Pode parecer estranho, mas sem dúvida alguma é. Apesar de a cultura popular pensar que não, e isso acaba influenciando os nossos representantes políticos a pensarem que não é, logo eles não agem neste sentido, mas o terrorismo é. Quais são algumas razões para não se considerar o terrorismo um problema brasileiro? Primeiro, as pessoas comentam que é improvável ter um atentado no Brasil e confundem o fato de ser improvável com o impossível, e também tem outras explicações mais ou menos procedentes, na realidade, de que não se querer regular melhor a questão por não querer causar estigmas em algumas religiões que têm representação no nosso país, de que isso poderia afetar o turismo.

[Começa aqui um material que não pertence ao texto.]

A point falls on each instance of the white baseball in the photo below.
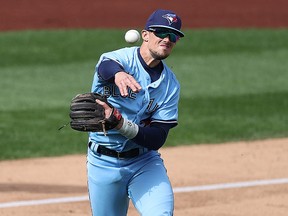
(132, 36)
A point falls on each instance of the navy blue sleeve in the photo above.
(153, 137)
(107, 70)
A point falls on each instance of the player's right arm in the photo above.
(110, 70)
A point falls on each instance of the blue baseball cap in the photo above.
(165, 19)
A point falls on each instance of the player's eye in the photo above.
(164, 33)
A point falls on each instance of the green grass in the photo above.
(233, 86)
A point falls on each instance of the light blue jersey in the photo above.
(156, 102)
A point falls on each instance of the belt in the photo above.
(120, 155)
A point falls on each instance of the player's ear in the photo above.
(145, 35)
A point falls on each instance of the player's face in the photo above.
(161, 44)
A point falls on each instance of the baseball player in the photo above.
(123, 164)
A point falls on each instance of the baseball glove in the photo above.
(88, 116)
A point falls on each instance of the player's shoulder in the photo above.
(122, 54)
(170, 74)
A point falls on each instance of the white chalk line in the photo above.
(176, 190)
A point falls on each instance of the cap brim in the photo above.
(181, 34)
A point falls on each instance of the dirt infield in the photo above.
(38, 179)
(188, 166)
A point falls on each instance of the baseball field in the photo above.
(227, 157)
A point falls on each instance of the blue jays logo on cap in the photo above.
(171, 18)
(165, 19)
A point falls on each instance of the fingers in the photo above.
(125, 81)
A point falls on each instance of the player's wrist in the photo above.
(127, 128)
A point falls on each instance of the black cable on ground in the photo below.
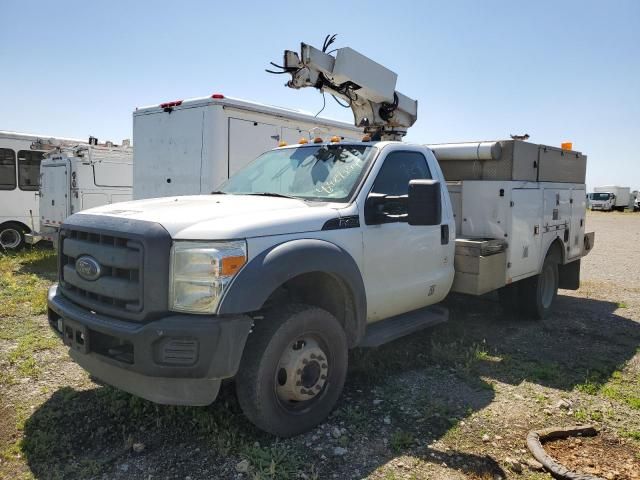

Mas, o principal argumento, na minha visão, é que o Brasil é um país pacífico, tolerante, logo estaria imune.

Então quais seriam as preocupações?

De maneira geral, entendo que aquilo que não reconhecemos ser um problema, logo não nos importamos, logo não vemos os riscos, logo não nos protegemos. Temos na nossa vida cotidiana várias coisas que nos preocupamos, então tentamos fazer algo para prevenir, remediar ou mitigar o efeito para quando o problema chegar. Mas a prevenção, neste sentido, visa evitar aquilo que chamamos de teoria, hipótese, ou síndrome do Cisne Negro, ou seja, considerar um evento que é improvável, mas de alto impacto se for acontecer, como impossível e deixar de criar estratégias de prevenção, monitoramento e resposta. Posso garantir que aquilo que a gente não previne, quando acontece os resultados são muito piores porque as reações são exageradas. Em um viés mais concreto, é comprovado que o Brasil é uma rota de operacionalização de atentados terroristas porque o terrorismo não é só o ato em si. Não é só a bomba que explode. Tem toda uma cadeia de eventos para que chegue naquilo e podemos ter – e temos – recrutamento, radicalização e difusão, financiamento, treinamento, logística, administração de recursos materiais, compartilhamento de conhecimento, planejamento e vigilância.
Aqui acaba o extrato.